What is the molality of a solution containing 11.1 g Na2SO4 dissolved in 2269.2 g of water?
Just making sure would it be 11.1 divided by 2269.2 times 100?
No. See my response below.
m = mols solute/kg solvent.
To calculate molality, you need to divide the moles of solute by the mass of the solvent in kilograms.
To find the moles of Na2SO4, you need to first calculate its molar mass.
The molar mass of Na2SO4 can be calculated by adding the atomic masses of all the atoms present.
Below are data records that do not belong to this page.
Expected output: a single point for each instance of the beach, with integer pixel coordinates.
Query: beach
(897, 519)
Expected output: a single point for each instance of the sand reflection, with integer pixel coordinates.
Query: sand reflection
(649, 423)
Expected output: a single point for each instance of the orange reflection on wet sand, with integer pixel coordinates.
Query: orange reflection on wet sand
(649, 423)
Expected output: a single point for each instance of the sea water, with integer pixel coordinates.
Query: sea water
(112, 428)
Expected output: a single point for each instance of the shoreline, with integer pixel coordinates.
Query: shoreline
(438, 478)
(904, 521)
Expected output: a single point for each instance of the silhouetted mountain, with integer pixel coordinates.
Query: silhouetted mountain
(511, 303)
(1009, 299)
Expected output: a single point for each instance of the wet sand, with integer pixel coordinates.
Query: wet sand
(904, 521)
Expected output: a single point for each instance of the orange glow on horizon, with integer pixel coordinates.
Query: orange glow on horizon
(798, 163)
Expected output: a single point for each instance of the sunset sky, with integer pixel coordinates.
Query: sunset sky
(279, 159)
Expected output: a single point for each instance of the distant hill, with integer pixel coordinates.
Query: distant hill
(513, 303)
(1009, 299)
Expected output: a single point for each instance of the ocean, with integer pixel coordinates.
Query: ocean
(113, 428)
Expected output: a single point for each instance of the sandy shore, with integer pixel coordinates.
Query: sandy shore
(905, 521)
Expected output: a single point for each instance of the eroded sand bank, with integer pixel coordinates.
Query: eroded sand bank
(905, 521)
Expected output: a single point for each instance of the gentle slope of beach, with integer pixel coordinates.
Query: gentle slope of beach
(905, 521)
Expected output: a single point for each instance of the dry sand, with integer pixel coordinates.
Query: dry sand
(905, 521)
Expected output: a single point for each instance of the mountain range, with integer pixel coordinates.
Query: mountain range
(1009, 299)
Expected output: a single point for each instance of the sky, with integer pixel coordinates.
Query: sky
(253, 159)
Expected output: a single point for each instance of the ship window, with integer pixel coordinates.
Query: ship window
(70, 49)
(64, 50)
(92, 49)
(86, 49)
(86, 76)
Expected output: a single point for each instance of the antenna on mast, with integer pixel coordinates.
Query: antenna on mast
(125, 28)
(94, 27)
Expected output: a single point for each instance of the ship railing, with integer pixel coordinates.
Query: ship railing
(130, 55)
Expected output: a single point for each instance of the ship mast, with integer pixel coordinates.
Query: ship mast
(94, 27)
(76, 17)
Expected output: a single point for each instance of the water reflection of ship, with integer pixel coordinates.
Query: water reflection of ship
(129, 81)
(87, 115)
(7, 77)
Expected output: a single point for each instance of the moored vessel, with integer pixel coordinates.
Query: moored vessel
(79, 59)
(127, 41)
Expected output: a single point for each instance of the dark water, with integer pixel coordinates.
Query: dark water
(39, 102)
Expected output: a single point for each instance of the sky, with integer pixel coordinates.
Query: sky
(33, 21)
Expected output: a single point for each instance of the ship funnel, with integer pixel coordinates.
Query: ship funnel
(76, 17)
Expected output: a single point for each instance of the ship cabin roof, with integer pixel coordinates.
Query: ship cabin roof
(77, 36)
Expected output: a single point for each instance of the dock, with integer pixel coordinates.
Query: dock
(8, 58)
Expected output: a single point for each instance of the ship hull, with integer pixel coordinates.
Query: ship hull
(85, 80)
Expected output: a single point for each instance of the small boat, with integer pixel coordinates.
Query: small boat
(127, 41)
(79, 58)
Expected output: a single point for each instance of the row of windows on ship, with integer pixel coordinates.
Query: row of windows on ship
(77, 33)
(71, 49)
Looking up the atomic masses of the elements:
- Sodium (Na) has a molar mass of 22.99 g/mol.
- Sulfur (S) has a molar mass of 32.07 g/mol.
- Oxygen (O) has a molar mass of 16.00 g/mol.
For sodium sulfate (Na2SO4), we have:
2(Na) + 1(S) + 4(O) = 2(22.99 g/mol) + 32.07 g/mol + 4(16.00 g/mol) = 142.04 g/mol.
Now, we can calculate the moles of Na2SO4:
moles = grams/molar mass = 11.1 g / 142.04 g/mol ≈ 0.0781 mol.
Next, convert the mass of water from grams to kilograms:
mass of water = 2269.2 g / 1000 = 2.2692 kg.
Finally, calculate the molality by dividing the moles of solute by the mass of the solvent in kilograms:
molality = moles / mass of water (in kg) = 0.0781 mol / 2.2692 kg ≈ 0.0344 mol/kg.
So, the molality of the solution is approximately 0.0344 mol/kg.
To summarize the calculation:
1. Calculate the molar mass of Na2SO4.
2. Determine the moles of Na2SO4.
3. Convert the mass of water from grams to kilograms.
4. Divide the moles of Na2SO4 by the mass of water in kilograms to find the molality.